Heavy auto-doubles tend to be the slowest attacks in the combo engine, giving you around 40 frames to recognize and break. This means breaking heavy auto-doubles is about as hard as anti-airing with a normal, and most heavy auto-doubles also have a fairly recognizable visual and audio tell that becomes familiar as you play more matches. While even very good players will sometimes react incorrectly to heavy auto-doubles (so don't feel bad!), it is expected that you can train yourself to react to them most of the time (although sometimes, you may not want to).
Medium auto-doubles take between 30-35 frames, but still in general have a recognizable visual tell. However, you must learn to separate the visual cue of the heavy auto-double from the medium auto-double, which takes a bit of practice and can still trip up good players in the middle of a heated match. A skilled player, however, is still expected to be able to react to medium auto-doubles more often than not.

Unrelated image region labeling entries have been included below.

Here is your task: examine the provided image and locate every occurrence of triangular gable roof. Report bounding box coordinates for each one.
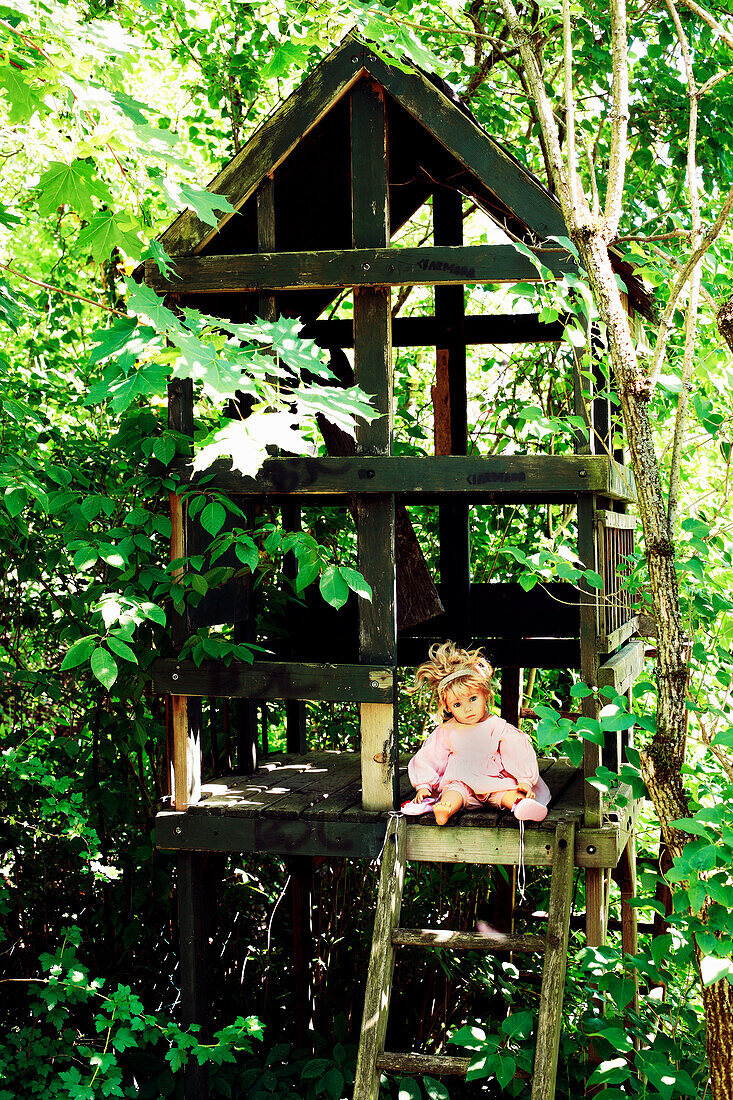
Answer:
[161,35,566,256]
[161,34,649,312]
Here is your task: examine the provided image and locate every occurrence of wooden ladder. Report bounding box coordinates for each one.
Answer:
[353,817,576,1100]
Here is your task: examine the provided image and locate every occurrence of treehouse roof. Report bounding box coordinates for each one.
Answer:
[148,34,650,319]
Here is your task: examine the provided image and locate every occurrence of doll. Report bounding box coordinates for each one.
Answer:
[402,641,550,825]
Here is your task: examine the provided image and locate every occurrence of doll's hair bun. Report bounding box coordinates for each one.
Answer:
[407,641,494,708]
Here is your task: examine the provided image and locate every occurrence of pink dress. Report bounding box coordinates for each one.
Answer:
[407,715,550,809]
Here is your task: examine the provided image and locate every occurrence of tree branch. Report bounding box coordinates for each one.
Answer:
[605,0,628,238]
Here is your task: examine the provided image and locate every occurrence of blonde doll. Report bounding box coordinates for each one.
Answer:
[402,641,550,825]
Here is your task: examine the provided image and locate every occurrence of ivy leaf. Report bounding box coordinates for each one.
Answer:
[91,646,117,691]
[194,413,308,477]
[199,501,227,536]
[78,210,141,264]
[107,634,138,664]
[423,1074,449,1100]
[39,160,112,220]
[0,278,37,332]
[340,565,372,603]
[61,634,97,672]
[318,565,349,611]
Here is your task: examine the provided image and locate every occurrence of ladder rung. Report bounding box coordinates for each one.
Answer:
[392,928,545,952]
[376,1051,471,1077]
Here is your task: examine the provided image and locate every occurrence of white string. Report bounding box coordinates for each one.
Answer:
[267,875,293,956]
[516,821,527,901]
[376,810,405,864]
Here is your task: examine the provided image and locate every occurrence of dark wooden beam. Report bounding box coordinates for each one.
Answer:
[171,453,633,501]
[347,80,397,810]
[433,188,471,645]
[155,39,363,256]
[145,244,576,294]
[364,50,567,243]
[151,658,394,703]
[300,314,565,348]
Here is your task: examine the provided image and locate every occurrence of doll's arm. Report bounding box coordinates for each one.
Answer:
[499,726,539,794]
[407,727,450,801]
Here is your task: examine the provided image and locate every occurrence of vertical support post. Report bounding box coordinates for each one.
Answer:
[489,666,524,935]
[572,327,605,947]
[176,851,209,1100]
[168,378,203,810]
[351,78,397,810]
[282,501,308,755]
[353,817,407,1100]
[285,856,314,1046]
[433,188,471,645]
[234,176,277,776]
[532,822,576,1100]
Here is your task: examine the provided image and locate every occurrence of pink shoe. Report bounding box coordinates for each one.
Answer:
[512,799,547,822]
[401,794,438,817]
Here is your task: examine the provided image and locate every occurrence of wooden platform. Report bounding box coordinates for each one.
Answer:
[155,752,633,867]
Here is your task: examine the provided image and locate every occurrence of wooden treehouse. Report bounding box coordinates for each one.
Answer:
[144,36,645,1100]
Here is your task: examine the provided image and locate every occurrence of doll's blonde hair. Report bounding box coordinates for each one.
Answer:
[407,641,494,721]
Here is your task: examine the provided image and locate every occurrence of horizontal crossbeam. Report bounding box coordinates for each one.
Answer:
[300,314,565,348]
[376,1051,471,1077]
[151,658,394,703]
[392,928,545,954]
[145,244,577,294]
[172,454,633,501]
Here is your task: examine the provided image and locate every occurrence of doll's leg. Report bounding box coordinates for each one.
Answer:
[433,788,463,825]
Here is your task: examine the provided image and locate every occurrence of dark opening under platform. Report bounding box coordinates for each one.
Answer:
[156,751,634,867]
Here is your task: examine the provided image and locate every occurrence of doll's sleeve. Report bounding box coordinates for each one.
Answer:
[499,725,539,787]
[407,726,450,790]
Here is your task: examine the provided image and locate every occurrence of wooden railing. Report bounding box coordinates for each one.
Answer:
[595,510,636,653]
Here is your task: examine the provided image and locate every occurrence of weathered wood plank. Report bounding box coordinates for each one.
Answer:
[598,639,646,694]
[350,80,397,818]
[353,818,406,1100]
[433,188,471,645]
[392,928,545,954]
[363,50,567,244]
[300,314,565,348]
[151,658,394,703]
[532,823,576,1100]
[376,1051,471,1077]
[176,851,209,1100]
[145,244,576,295]
[172,453,633,499]
[161,40,362,256]
[155,809,625,868]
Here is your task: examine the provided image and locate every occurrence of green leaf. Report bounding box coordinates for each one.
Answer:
[300,1058,331,1081]
[107,634,138,664]
[423,1074,449,1100]
[496,1055,516,1089]
[140,241,179,278]
[397,1077,423,1100]
[319,565,349,611]
[0,278,37,332]
[61,634,98,672]
[78,210,140,264]
[2,486,28,519]
[199,501,227,536]
[339,565,372,603]
[91,646,117,691]
[502,1012,534,1038]
[39,161,112,220]
[700,955,733,986]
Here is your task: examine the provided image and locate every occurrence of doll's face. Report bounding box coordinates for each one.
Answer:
[445,688,489,726]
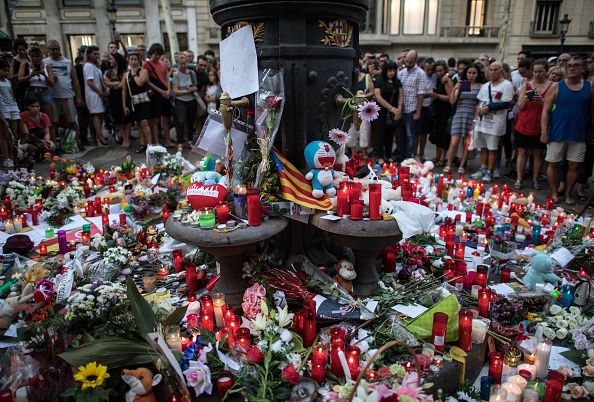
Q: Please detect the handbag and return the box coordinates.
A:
[190,73,206,117]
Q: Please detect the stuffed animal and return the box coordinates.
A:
[304,141,339,198]
[524,251,562,290]
[122,367,163,402]
[353,165,400,215]
[332,260,357,293]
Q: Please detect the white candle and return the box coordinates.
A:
[534,340,552,378]
[518,363,536,381]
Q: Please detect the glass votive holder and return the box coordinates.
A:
[142,272,157,292]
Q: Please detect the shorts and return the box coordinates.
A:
[2,108,21,120]
[474,131,502,151]
[514,130,547,149]
[545,141,586,163]
[27,87,54,106]
[53,98,76,123]
[347,120,371,148]
[151,94,171,118]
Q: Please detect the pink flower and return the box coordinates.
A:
[241,283,266,320]
[359,101,380,121]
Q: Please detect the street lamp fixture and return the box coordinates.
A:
[106,3,118,39]
[559,14,571,54]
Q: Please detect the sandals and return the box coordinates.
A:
[136,145,146,154]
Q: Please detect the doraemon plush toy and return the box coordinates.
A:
[304,141,339,198]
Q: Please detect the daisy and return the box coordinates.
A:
[358,101,379,121]
[328,128,351,145]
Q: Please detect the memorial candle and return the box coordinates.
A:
[488,354,504,384]
[458,310,473,352]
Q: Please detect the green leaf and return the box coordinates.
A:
[60,338,156,369]
[163,306,188,328]
[126,277,157,338]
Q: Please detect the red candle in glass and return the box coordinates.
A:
[247,187,262,226]
[217,370,233,400]
[200,309,214,332]
[311,359,326,384]
[501,268,511,283]
[369,183,382,221]
[303,300,316,348]
[478,289,491,318]
[458,310,472,352]
[431,313,449,352]
[235,328,250,352]
[350,200,363,221]
[330,337,344,378]
[474,265,489,289]
[489,352,504,384]
[217,201,229,223]
[344,346,361,378]
[544,370,565,402]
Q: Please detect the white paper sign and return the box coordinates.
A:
[220,25,258,99]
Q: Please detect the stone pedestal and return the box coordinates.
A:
[166,218,287,308]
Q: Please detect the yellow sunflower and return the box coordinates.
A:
[74,362,109,390]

Light auto-doubles are a different story. Between their first visual cue and the end of the combo break window, you only have about 20 frames to react. This is only possible to break on reaction if you have a strong read; most of the time, you won't be able to react to light auto-doubles. And manuals are completely out of the question; they are often normals with between 5-9 frames of startup and a couple extra frames thrown in to help increase the timing window. In general, manuals are well below the reaction limit and in order to break them, you are expected to notice patterns and break by prediction.
Linkers are interesting, because each character's linkers behave slightly differently. Most heavy linkers are reactable, though, because there will be some unique aspect of the animation or the audio that gives away its strength early, giving you ample time to break. However, many medium linkers are designed to look like light linkers until it is too late to reliably react to the difference. This means, with only a few exceptions, breaking light and medium linkers requires a fair bit of prediction.
And to make matters worse for would-be combo breakers, most characters have more offensive combo tools than just auto-doubles, manuals, and linkers. It is common in Killer Instinct for you to reset your opponent by intentionally dropping the combo and performing one of the aforementioned neutral game mixups. So, not only do you need to attempt to identify the various pieces of your opponent's combo in a relatively small reaction window, but you must be on guard for resets and think about changing your block or jumping in the neutral game. All these aspects added together is why combo breaking is hard, and why you should temper your expectations when it comes to your success rate of breaking combos.